CURRENT GOVERNMENT REFORM PROGRAM
The WA IPA will continue to work with Government and all major political parties to achieve positive results for the future of private investment in the local energy sector. Our members are able to bring valuable ‘real life’ operating knowledge and experience to the development of energy market policy.
Reforms should build on the market established in 2006 to enhance competition, put downward pressure on prices and reduce government involvement in the sector.
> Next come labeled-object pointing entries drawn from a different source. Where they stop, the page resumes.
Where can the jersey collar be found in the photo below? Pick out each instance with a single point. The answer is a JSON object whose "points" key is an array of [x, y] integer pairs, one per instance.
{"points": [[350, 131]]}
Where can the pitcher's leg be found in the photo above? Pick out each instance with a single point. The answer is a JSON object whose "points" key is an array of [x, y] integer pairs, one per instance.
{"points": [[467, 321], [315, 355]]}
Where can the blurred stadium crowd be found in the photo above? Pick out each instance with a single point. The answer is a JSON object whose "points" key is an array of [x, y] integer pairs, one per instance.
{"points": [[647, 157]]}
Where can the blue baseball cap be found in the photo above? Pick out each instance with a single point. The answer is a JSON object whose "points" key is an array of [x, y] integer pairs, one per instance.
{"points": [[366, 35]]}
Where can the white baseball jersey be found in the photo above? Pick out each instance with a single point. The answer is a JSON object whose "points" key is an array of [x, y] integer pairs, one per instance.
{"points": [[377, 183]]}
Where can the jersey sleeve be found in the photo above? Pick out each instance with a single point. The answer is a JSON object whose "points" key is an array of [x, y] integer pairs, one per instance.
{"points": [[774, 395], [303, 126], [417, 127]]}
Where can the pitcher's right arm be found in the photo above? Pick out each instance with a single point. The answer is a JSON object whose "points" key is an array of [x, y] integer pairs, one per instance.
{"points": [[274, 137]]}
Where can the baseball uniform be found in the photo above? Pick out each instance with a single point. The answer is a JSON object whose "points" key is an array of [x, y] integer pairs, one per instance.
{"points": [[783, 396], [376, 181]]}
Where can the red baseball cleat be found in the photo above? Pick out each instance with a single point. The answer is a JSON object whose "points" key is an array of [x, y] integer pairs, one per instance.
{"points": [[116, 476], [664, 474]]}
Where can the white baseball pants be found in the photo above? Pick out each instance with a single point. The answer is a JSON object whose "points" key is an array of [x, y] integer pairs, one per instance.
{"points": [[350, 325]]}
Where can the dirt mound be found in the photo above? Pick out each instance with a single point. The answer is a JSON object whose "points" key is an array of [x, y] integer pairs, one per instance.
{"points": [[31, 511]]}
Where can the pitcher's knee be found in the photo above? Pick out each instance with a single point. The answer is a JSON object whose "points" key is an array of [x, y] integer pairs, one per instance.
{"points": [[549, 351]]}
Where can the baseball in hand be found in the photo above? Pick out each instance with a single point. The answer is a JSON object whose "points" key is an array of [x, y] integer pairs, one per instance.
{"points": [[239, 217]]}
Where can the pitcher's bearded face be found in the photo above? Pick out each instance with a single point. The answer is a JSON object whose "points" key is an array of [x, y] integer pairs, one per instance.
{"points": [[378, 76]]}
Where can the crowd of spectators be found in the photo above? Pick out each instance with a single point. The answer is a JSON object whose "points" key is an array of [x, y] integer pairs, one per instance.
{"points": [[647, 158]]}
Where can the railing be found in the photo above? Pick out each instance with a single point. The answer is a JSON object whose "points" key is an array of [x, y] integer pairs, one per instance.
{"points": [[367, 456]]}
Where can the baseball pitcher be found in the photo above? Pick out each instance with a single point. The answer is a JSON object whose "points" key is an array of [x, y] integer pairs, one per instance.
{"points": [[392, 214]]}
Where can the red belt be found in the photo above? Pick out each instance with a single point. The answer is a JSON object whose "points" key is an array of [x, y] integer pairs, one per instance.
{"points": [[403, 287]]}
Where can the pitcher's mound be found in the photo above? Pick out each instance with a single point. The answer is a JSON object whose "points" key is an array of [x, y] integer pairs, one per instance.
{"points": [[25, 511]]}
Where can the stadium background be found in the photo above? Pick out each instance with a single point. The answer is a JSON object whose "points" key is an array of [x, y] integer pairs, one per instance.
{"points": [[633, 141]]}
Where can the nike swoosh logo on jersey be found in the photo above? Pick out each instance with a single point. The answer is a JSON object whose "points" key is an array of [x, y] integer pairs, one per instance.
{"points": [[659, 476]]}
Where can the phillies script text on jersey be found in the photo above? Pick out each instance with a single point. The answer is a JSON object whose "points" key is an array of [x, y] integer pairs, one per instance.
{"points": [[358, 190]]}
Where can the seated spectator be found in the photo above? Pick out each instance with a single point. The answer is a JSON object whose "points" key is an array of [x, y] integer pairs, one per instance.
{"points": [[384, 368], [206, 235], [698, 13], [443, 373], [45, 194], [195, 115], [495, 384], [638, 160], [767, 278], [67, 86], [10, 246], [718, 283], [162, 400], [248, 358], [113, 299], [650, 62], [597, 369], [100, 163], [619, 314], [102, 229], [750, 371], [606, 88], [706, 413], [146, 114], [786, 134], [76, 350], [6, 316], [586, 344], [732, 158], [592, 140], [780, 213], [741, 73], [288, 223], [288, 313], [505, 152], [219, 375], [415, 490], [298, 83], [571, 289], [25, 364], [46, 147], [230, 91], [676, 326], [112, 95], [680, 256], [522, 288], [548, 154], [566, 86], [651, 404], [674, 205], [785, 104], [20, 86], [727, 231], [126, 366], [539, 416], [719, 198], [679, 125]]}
Investments made in the market since 2006 should be considered and reforms should only minimally disrupt business as usual market operations.
The WA IPA calls for the following key reforms and principles to be implemented in a timely manner:
- Electricity tariffs should continue the path to cost reflectivity (this is in-line with the reforms outlined by the Minister for Energy in March 2015 although it is unclear what the precise timeframe is);
- The retail electricity market should be opened up to Full Retail Contestability (FRC) (The State Government says Western Australians should be able to buy electricity for their home from suppliers other than Synergy by 2020);
- The capacity mechanism should be retained but made more responsive to market needs; and
- Move to a constrained access model for networks that allows a level playing field for all power producers (government and privately owned) to make informed decisions about when and where they add additional loads and generators to the system. The current system, under which private operators must apply to Western Power to add capacity is very lengthy, bureaucratic and costly.
Implementing the above reforms and principles would result in increased competition in the electricity market and reduced barriers to entry to the sector – for the ultimate benefit of power consumers via increased choice and downward pressure on prices.
The Association firmly believes that any future reform of the market should be achieved with bi-partisan support, to ensure stability for the State’s growing independent power sector.
The WA IPA believes that substantial investment in power generation infrastructure is required in Western Australia over the coming decades. The private sector has shown a willingness to make those investments, provided there is fair and open competition. The WA IPA supports the E stated aim of reducing and ultimately ceasing the State Government’s involvement in building any further power generation assets.